ROOFTOP – Grab a pillow and plant your buns. I hated to drag out the ladder and haul up lawn chairs, so I just climbed out the upstairs window. Thought we’d use pillows to sit on. Whoever shows up late is going to be cushionless.
That’d be okay if it weren’t for the ridges and valleys on this metal roof. They’re a bear on the bottom. By the way, I had an uncle who died of that.
This is an absolute perfect night for a roofsit. That breeze is a dandy. It must be overcast, ‘cause I can’t see a star up there. Can you? The moon is to your left, just a glow from behind the clouds. I’m sure you picked up on that. It’s so rare that I insult someone’s intelligence.
I tell you this, you wouldn’t be insulting my intelligence if you tried to explain to me the speed and path of the moon’s revolution around the earth. I saw the moon out in the late morning, and it’s out again tonight. How does that work?
I would think the path and timing would be constant. When I was a teacher I’d mention about the seasons and the earth’s rotation and the whole spinning on its axis at an angle thing. But, fortunately, no student ever asked me about the moon. Possibly, because I taught history and political science. Easier to work the sun into a historical discussion than the moon. Don’t know why that is.
Speaking of weird stuff, you know how some people will try to prove the existence of God by pointing out something in nature? Well, they do. I’ve even done it a time or two. I never used the bumblebee thing, though.
When Mrs. Hamilton, my seventh grade science teacher, told me that it’s aerodynamically impossible for a bumblebee to fly, I wanted to toss my 30 pound book at her. I’ll have you know that Dennis and I were sitting in a tree once and a bumblebee flew by and stung him right between the eyes. Just to be mean. Dennis swelled up till he looked oriental.
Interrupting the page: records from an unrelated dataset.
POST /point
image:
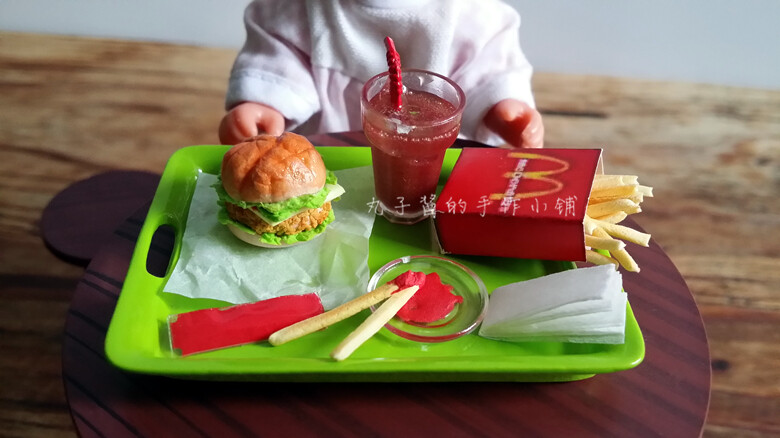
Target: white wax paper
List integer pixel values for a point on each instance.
(215, 264)
(579, 305)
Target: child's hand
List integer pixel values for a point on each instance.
(517, 123)
(249, 119)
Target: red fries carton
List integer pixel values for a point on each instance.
(525, 203)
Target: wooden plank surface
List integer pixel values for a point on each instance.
(71, 108)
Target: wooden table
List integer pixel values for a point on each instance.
(72, 108)
(649, 400)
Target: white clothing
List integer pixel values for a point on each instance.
(310, 59)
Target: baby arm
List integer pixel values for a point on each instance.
(248, 119)
(517, 123)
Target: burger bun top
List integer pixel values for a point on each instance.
(267, 168)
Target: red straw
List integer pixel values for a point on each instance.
(394, 64)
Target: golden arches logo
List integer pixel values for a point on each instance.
(538, 175)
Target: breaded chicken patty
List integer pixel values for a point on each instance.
(303, 221)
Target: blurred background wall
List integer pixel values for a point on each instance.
(714, 41)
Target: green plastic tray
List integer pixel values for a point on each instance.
(137, 338)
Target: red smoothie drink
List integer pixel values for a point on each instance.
(408, 144)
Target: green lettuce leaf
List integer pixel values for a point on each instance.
(273, 239)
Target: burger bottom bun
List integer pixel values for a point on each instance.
(252, 239)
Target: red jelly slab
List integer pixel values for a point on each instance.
(431, 303)
(211, 329)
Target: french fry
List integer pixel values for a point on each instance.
(626, 261)
(621, 255)
(614, 218)
(622, 232)
(332, 316)
(607, 244)
(645, 190)
(609, 207)
(598, 258)
(373, 323)
(612, 199)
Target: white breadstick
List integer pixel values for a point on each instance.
(342, 312)
(373, 323)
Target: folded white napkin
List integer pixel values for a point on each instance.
(584, 305)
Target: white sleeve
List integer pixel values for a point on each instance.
(273, 66)
(492, 68)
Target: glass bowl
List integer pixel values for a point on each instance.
(464, 317)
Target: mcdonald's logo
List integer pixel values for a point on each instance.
(519, 173)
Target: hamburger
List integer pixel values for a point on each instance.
(275, 191)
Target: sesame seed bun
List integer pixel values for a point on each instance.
(266, 168)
I wish we would’ve owned a working camera.
Impossible for a bumblebee to fly? Right. What a terrible way to try to prove that God is here. A better way is to watch the segment I saw last night on “Factory Made.” That’s a show on the Science Channel. They showed the entire process of making jellybeans. A spiritual experience it was. I don’t know how many times I said, “Unbelievable!” Kay does.
Did you know that they make a separate mold for each bean? Thousands of bean molds. And, they make ‘em out of cornstarch. Even reuse the stuff.
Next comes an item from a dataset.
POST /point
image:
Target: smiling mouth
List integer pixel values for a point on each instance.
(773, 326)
They send a gigantic plate of cornstarch jellybean molds down to a machine with hundreds of little faucets that shoot the right amount of sugary jelled stuff into each mold. Takes a fraction of a second. I’ve got three outdoor faucets at my house, and I’ve never had all three of ‘em perfectly operational at the same time. The jellybean factory has hundreds, thousands of faucets that work perfectly in a fraction of second. And, they each shoot out the same amount of jell at the exact same moment.
Then they cool and reheat and do bunch of other stuff to the beans before tossing them out. The raw beans are eventually coated with sugar, flavor and color. They do that three times. All jellybeans have the same insides. It’s the outer shell that gives them flavor.
I know what you’re thinking. You’re thinking that humans did all of that, not God. You are so wrong. God wanted us to have jellybeans so he made some people really smart on how to use physics as it concerns machines and sugar. After hundreds of years of tinkering, viola! Somebody hit on the jellybean.
If you can watch that process and walk away with no sense of intelligent design, then you need to watch how balloons are made. You will not believe it! Kay finally had to say, “Darling, not another word. You’re just going to have to accept it.”
I really believe I could come much closer to understanding how the moon works, than accepting the process of how balloons and jellybeans are made. Oh, and those fold-up pliers that have knife blades and scissors and whatnots in ‘em. Unbelievable! Oops, I’m glad Kay’s not up here. – Next time.
A project being worked on at Texas A&M -- Jellybean corn. They're about two years away.